Aquí
también está nevando.
Si
miras el calendario la primavera se ve cercana, pero el sentimiento de frío
extremo y días grises, tristes, parece interminable. Fyodor se sienta en el
balcón a pesar de todo, a lado de la silla que Chūya siempre usaba; de vez en
vez la mira de reojo y se imagina que el pelirrojo está allí, siendo
melancólico y hermoso, inspirador y, sobre todo, doloroso.
Mirando
al pasado, es cómico el cómo conoció a Chūya porque parece un encuentro
planeado por el destino; engañoso, porque en cualquier historia a quien conoces
por culpa de un empujón, es siempre tu amor verdadero y con quien te quedas al
final.
Sin
embargo, hoy es Fyodor quien está mirando la nieve caer en completa soledad.
Durmiendo
en una cama que lo asfixia con los recuerdos de un cuerpo que creyó poseer,
pero nunca obtuvo del todo.
Comiendo
en una mesa que guarda miradas tristes y pedazos de conversaciones irreales.
Respirando
en el aire los retazos de aroma que Chūya dejó antes de marcharse.
La
empleada doméstica hace pequeños ruidos a veces cada que limpia las
habitaciones, es tan correcta y respetuosa que a Fyodor le molesta. Chūya era
una tormenta, siempre estaba cantando y yendo de un lado para otro, cambiando
las cosas de lugar cada dos por tres. Ni siquiera el alfombrado en el suelo era
capaz de tragarse el ruido de sus fuertes pisadas.
A
ratos estaba tan vivo y era la representación humana de todo lo que Fyodor
alguna vez añoró.
—Hey.
—Fyodor se sacude un poco al escuchar una voz detrás de él—. Cierra esas
malditas ventanas, hace frío y tengo hambre.
Hay
días en que dicha presencia lo descoloca por completo porque se hunde en sus
tristes pensamientos sobre Chūya y su abandono.
—¡Do,
hazme caso maldita sea!
Pero
este rubio imbécil que hace berrinches por todo y se burla de hasta la más
mínima tragedia…
—Sólo
a ti se te ocurre mantener ese maldito balcón abierto en estas fechas, ¿qué no
vez que…?
Físicamente
no se parece en nada a Chūya, porque es rubio, alto y de una piel tan pero tan
blanca y suave que tocarla se siente como beber lecha tibia.
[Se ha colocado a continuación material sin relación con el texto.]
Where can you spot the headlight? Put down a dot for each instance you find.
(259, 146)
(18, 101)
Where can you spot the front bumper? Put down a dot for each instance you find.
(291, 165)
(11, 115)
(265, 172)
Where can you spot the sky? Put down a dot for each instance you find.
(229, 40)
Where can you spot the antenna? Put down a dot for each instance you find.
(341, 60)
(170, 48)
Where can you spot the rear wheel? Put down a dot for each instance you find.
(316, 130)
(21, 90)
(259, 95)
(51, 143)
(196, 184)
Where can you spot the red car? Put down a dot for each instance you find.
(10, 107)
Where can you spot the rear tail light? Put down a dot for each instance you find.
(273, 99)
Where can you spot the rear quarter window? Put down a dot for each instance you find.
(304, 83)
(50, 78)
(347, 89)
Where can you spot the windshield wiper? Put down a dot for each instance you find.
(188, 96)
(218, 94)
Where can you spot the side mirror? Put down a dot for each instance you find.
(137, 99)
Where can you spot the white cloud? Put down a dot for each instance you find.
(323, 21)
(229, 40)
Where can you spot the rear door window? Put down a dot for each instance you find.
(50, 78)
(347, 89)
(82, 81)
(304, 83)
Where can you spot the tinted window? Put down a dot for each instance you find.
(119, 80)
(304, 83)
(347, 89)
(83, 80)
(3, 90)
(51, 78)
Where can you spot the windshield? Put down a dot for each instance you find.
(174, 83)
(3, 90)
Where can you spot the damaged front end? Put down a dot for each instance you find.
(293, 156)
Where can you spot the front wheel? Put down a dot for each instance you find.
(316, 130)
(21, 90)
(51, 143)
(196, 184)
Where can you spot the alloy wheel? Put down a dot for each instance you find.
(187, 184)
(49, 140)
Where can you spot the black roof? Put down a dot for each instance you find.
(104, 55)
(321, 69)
Sus ojos son
pequeños y cerúleos, además de que su timbre de voz es demasiado chillón para
ser soportable. Sin embargo, sus comportamientos a veces son agradables.
A
veces son como los de Chūya.
De
vez en cuando sus ojos brillan con inocencia y felicidad absurda, es ruidoso y
parlanchín también. Va de un lado para otro susurrando cosas, y aunque hace
poco que se instaló, se siente amo y señor de toda la casa ahora.
—Do,
¡está nevando!
No
es su amante, no. Porque a pesar de que Chūya siempre creyó lo contrario,
Fyodor no es ese tipo de persona. Su parecido con Dazai lo condenó de alguna
forma frente a esos ojos azules que constantemente lo veían con un velo de duda
en la superficie, como preguntando en qué momento le iba a fallar.
—Carajo,
¡hazme caso, Do!
—Deja
de acortar mi nombre de esa forma tan vulgar. —Fyodor avanza hasta él, hasta la
ventana del balcón donde Chūya también solía pararse a mirar.
—Cuando
éramos niños no pensabas que fuera vulgar… Do.
Fyodor
lo mira con desdén, aunque Gogol no le esté prestando atención porque está
demasiado embobado con la nieve. Es estúpido y luce como un crío, como un
mocoso tan vivo…
No
es su amante, no. Fyodor lo repite como un mantra dentro de su mente. Pero es
su mejor amigo y lo quiere. Recientemente lo desea. Anhela absórbele esa vida
que Chūya le negó.
¿Está
mal?
Fyodor
sabe que esta vez Chūya no volverá y aunque duele, ya no importa.